İçimdeki eksik parçayı toprağa gömdüğümden midir nedir asla toprak insanı olamadım, ağaç börtü böcek sevemedim. Hıhım balığım, denizden geldim ve oraya geri döneceğim.
Uzun zamandır yapmak istediğim şey vapura binmekti. 1 buçuk yıl olmuş vapura binip karşıya geçmeyeli. Arayı ne çok açmışız dedim, çok da güzel bi sebep bulunca koşa koşa gittim. Pendik'te doğdum, Küçükyalı'da büyüdüm. Ama niyeyse Avrupa yakasına taşınmışız. Özümde karşının taksisiyim ben, hani bilinsin yani.
Eminönü-Kadiköy iskelesinden her 20 dakikada bir vapur kalkıyor, simidimi aldım vapurun hareket saatini bekledim. Kar soğuğu olsa da şansıma güneş vardı, boğazı doya doya seyrettim. O kadar şehir gezdim ama insana bir sürü duyguyu aynı anda yaşatan İstanbul gibi şehir yok. Evet, İstanbul'a duyulan aşk bi başka, hem seni yiyip bitiriyor, tüketiyor hem de ondan vazgeçemiyorsun. O karmaşık silüetine bakarken bile mutlu oluyor insan, her bi köşesinden yaşanmışlık fışkırıyor.

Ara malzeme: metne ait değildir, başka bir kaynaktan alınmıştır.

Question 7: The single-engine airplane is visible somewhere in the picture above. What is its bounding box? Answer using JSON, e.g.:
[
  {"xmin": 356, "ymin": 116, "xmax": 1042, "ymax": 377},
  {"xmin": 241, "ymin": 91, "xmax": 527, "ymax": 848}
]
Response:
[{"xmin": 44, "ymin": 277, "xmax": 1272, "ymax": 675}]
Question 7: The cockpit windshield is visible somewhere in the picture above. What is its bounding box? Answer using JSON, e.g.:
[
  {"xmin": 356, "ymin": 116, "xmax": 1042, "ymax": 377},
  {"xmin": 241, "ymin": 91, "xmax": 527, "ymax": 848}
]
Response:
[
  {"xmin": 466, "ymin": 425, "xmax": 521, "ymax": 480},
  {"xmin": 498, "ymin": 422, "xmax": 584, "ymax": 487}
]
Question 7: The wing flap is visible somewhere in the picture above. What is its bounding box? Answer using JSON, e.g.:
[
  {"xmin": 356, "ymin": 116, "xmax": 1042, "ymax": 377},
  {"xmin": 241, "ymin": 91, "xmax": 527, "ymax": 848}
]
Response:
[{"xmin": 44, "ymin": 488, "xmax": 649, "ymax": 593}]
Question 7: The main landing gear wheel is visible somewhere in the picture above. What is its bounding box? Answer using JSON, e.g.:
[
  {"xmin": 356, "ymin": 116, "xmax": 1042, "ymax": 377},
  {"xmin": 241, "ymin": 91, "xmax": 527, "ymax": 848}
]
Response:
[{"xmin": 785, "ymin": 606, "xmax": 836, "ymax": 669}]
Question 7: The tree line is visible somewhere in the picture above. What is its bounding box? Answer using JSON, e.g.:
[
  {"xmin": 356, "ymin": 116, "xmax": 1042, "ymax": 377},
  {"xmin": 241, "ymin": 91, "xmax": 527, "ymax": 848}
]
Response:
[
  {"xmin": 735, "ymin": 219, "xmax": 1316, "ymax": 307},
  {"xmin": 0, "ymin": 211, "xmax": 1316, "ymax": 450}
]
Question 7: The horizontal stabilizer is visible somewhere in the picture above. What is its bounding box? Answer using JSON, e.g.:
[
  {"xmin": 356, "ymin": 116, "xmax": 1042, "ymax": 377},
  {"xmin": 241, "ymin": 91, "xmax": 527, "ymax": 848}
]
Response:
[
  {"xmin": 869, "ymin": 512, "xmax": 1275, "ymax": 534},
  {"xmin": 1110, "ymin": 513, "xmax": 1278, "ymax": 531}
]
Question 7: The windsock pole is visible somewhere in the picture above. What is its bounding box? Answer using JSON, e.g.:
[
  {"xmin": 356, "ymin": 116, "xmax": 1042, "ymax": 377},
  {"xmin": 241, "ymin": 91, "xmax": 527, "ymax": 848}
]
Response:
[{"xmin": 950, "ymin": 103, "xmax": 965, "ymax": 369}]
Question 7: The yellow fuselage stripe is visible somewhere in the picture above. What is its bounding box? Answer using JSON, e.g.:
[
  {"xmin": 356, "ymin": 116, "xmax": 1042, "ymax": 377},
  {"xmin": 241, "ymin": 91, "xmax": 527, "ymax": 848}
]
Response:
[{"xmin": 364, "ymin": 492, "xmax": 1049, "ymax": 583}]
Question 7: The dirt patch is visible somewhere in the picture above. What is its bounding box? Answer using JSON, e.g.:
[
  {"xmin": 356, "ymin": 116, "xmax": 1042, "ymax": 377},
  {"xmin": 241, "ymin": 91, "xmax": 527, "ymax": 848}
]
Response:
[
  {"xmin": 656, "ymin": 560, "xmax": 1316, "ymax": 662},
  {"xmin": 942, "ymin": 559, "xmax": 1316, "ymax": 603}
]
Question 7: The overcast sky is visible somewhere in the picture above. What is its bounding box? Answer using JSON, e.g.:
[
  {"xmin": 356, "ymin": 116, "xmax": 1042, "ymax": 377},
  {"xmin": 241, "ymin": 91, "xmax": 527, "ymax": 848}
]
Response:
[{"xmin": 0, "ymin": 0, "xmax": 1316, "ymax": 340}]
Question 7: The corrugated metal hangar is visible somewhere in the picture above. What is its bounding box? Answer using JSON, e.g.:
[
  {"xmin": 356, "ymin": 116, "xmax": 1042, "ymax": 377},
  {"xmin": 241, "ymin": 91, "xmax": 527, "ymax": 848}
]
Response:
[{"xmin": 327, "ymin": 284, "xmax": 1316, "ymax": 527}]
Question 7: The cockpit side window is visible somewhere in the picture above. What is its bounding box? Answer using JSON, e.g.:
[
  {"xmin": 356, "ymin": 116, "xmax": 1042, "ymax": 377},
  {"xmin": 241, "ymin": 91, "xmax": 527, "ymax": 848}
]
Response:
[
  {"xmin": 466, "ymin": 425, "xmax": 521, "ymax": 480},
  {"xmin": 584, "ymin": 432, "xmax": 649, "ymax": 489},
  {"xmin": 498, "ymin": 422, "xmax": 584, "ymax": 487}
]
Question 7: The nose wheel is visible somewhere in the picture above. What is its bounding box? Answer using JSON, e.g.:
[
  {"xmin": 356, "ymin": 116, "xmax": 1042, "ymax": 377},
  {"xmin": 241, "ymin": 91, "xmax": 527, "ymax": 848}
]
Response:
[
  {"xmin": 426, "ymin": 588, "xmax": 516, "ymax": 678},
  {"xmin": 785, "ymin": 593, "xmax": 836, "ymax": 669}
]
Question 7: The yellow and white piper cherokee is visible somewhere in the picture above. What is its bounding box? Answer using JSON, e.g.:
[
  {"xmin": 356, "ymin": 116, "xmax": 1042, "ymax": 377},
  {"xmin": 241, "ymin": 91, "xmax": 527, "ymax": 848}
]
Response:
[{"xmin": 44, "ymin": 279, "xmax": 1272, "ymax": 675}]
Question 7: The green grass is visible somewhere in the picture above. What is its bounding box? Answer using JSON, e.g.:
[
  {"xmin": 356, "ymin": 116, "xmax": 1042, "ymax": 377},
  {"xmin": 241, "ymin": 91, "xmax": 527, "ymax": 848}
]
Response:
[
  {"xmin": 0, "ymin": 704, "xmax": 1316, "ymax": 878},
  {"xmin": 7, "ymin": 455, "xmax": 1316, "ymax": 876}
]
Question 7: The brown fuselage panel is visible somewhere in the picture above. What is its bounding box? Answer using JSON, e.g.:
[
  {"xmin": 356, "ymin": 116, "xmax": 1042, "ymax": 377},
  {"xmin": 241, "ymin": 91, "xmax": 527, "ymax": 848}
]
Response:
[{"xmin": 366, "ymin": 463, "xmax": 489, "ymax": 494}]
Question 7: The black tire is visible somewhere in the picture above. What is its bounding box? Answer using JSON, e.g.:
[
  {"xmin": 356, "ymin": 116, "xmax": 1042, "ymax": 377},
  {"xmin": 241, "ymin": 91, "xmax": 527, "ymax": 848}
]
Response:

Simidimi paylaştığım martılar.. Benden çok onlar yedi, onların karnı doydu. Çocukken de annemle hep vapura binerdik, o zaman da tüm simidi martılara yedirirdim sanırım hiç değişmeyeceğim. Simit parçalarını kapmak için çığlık çığlığa birbirleriyle yarıştılar. Uzun zamandır böyle keyiflenmemiştim sanırım. O kadar yakındılar ki sanki elimi atsam yakalayacakmışım gibi.